Loosen the right side mounting bolt at the front trunnion and then loosen the left side mounting bolt of the front trunnion slightly. Leaving some tension on the left front trunnion bolt allows the assembly to be moved in small predictable increments for adjustment.
Some people do not loosen the left bolt on the front trunnion at all but this can be a dangerous practice, as trying to make the adjustment could put enough strain on the trunnion to snap the casting. I've heard from more than one woodworker who had done just that.
Using a piece of hardwood as a drift, gently tap the rear trunnion to move it as needed to bring the blade into alignment and then snug down both rear and the right front trunnion bolts.
Never use a hammer directly on a casting. Castings are relatively brittle and can chip, crack or break when struck with the hard face of a hammer. Using a piece of wood will deliver all the force necessary to nudge the trunnion into adjustment.
Step 4 - Check Your Progress
Because the blade is between the trunnions, adjusting one changes the measurements at BOTH ends of the blade. Measure the blade alignment exactly as you did in Step 2 and record the results to check your progress. Repeat steps 2 and 3 until the measured distances at the front and rear of the blade are equal or the variance is a maximum of 0.010" or under. With a little work, you should be able to get the blade within 0.003" of perfect, or less.
The trunnions may move slightly when the bolts are tightened, throwing the blade alignment out a bit. Fortunately, they usually move the same direction and amount each time. If you notice this movement, note the dimension before and after tightening. This will allow you to over-compensate the adjustment by that much so they pull to zero when the bolts are tightened.
Step 5 - Tighten and Final Check
Carefully tighten all four trunnion bolts. Though we want these bolts good and tight, care must be taken to not get carried away and break or strip them out. If the manufacturer provides a torque setting, borrow or rent an appropriate torque wrench and set them accordingly. With all four trunnion bolts tight, go through Step 2 once again to make certain the blade remains in alignment. If everything stayed put, you are almost done.
If the alignment changed in final tightening you have no option other than going back to Step 2 and re-setting the alignment.

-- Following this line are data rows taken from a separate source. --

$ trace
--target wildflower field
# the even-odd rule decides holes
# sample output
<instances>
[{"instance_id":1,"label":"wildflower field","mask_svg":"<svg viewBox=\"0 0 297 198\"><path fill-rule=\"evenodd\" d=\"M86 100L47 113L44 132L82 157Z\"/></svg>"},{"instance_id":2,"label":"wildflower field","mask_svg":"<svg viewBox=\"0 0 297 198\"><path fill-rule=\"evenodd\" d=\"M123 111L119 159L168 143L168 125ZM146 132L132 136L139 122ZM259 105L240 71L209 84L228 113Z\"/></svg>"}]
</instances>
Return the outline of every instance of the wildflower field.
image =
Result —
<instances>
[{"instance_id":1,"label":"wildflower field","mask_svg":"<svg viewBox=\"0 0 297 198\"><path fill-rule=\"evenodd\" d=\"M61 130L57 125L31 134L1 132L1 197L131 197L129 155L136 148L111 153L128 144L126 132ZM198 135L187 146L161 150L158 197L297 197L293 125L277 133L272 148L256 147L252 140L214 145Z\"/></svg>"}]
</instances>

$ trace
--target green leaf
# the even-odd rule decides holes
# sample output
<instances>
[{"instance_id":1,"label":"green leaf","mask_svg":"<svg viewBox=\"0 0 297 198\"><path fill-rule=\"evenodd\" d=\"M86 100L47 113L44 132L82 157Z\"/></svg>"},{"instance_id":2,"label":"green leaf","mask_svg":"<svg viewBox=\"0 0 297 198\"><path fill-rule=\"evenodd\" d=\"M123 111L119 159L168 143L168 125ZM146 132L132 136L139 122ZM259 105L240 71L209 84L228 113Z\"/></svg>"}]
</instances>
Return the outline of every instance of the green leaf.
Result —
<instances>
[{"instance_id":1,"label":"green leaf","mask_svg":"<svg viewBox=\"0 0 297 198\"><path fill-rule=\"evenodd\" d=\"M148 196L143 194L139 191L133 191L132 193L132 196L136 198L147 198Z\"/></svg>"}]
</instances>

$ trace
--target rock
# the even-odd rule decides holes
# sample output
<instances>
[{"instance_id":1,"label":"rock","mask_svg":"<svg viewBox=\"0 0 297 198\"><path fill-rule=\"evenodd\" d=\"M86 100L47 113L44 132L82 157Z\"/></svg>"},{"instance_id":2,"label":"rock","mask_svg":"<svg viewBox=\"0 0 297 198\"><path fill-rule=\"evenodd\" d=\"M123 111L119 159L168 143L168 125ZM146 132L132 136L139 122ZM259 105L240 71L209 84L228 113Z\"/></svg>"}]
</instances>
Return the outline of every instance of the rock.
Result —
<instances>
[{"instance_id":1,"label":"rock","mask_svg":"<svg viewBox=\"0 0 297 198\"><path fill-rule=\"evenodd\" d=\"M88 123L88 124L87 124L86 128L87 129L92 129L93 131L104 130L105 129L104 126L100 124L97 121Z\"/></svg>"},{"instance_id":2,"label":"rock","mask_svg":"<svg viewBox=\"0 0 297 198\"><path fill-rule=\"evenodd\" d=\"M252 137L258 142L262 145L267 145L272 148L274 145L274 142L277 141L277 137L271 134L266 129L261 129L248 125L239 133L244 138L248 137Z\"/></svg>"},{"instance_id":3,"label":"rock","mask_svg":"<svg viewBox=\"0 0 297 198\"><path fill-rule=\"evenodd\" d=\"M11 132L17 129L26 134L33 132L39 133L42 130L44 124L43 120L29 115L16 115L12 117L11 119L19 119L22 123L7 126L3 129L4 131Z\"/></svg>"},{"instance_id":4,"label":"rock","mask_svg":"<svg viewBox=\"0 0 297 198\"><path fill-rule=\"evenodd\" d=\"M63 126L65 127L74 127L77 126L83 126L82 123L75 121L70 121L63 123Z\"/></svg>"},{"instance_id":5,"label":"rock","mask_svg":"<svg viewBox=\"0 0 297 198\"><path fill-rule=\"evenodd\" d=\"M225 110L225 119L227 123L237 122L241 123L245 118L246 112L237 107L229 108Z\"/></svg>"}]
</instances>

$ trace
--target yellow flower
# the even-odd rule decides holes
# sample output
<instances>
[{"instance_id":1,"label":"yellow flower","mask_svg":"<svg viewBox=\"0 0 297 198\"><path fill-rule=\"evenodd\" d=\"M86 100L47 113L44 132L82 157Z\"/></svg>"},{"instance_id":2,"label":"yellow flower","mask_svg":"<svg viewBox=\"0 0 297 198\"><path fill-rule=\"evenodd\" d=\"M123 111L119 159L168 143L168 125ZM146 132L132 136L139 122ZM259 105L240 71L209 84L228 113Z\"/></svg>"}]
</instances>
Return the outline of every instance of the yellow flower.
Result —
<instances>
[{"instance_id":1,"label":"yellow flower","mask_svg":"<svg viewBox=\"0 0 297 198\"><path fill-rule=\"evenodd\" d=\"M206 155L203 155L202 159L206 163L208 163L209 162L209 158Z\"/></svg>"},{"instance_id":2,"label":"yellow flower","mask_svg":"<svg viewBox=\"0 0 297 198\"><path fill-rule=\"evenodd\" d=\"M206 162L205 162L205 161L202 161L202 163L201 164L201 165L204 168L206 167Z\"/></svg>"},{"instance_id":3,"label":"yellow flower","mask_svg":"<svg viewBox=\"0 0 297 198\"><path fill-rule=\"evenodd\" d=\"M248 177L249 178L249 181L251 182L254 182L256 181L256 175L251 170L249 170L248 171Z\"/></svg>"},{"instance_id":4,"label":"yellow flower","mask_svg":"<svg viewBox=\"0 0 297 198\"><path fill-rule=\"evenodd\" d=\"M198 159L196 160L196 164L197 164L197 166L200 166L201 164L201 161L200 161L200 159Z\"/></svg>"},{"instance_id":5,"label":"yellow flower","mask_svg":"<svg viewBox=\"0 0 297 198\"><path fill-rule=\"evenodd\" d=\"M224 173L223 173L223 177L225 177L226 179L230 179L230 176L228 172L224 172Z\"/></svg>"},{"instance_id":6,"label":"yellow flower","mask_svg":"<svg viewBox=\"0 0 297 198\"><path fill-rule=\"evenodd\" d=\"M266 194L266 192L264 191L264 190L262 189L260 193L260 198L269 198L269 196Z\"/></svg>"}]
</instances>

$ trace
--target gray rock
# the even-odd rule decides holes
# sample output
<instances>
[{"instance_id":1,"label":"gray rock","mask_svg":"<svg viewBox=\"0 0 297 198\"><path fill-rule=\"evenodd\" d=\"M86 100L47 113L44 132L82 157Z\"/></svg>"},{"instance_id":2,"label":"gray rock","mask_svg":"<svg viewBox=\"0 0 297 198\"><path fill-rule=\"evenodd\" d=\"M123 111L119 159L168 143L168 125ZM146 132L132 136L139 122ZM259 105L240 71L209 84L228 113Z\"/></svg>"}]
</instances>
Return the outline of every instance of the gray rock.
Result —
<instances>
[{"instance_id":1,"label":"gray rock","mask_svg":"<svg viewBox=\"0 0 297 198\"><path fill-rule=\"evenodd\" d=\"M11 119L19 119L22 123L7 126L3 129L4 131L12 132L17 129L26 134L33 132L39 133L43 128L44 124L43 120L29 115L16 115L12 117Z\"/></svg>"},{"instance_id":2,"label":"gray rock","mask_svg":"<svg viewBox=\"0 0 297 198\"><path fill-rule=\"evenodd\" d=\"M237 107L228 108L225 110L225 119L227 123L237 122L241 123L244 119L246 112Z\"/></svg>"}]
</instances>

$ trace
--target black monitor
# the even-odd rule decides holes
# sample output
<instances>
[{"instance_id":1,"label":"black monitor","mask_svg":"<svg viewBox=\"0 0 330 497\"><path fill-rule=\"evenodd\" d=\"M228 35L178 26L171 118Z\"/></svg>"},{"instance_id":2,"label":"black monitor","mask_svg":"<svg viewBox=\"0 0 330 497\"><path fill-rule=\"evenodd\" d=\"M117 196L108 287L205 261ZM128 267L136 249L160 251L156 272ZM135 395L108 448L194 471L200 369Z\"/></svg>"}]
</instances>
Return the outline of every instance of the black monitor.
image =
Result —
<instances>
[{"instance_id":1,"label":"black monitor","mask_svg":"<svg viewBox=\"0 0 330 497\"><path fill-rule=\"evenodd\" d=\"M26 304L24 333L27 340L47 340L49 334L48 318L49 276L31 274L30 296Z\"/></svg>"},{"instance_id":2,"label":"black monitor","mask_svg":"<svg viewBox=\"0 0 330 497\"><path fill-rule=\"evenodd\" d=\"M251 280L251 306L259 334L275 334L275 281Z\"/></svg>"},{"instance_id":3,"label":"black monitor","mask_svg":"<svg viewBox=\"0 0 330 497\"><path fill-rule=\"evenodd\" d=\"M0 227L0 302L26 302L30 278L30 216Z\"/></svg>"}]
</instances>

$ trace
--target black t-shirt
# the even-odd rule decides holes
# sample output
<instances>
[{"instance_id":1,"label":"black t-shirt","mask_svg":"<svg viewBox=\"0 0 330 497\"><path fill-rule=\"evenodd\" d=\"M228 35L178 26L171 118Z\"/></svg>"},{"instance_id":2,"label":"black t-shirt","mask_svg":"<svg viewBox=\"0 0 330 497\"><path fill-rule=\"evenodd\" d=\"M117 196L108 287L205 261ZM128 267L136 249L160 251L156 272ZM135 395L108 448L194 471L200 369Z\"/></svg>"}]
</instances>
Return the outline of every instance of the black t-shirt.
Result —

Step 6 - Check Rotation and Insert Clearance
Before re-installing the drive belt, slowly turn the blade with a piece of wood to be sure no part of the rotating assembly makes contact with anything within the saw. Repeat this check with the blade fully elevated, and again with the blade at its full tilt.
Return the blade to zero tilt and install the throat insert. Check for adequate clearance between the blade and the sides of the insert opening.
If you use a zero clearance insert, remember that the alignment process moved the blade, altering its position within the insert. The insert should be re-cut for safety. Taking the time to clamp a board over the insert and raising the blade through it like when the insert was new could prevent injury to you and damage to the saw!
Adjusting blade parallelism on a contractor-style saw can be a challenging task, but one that gets a little easier as you become familiar with it and the tools needed.
Blade parallelism should be checked occasionally, with the frequency of the checks based on how much you use your saw. Checking blade alignment monthly is a good base line for preventing problems.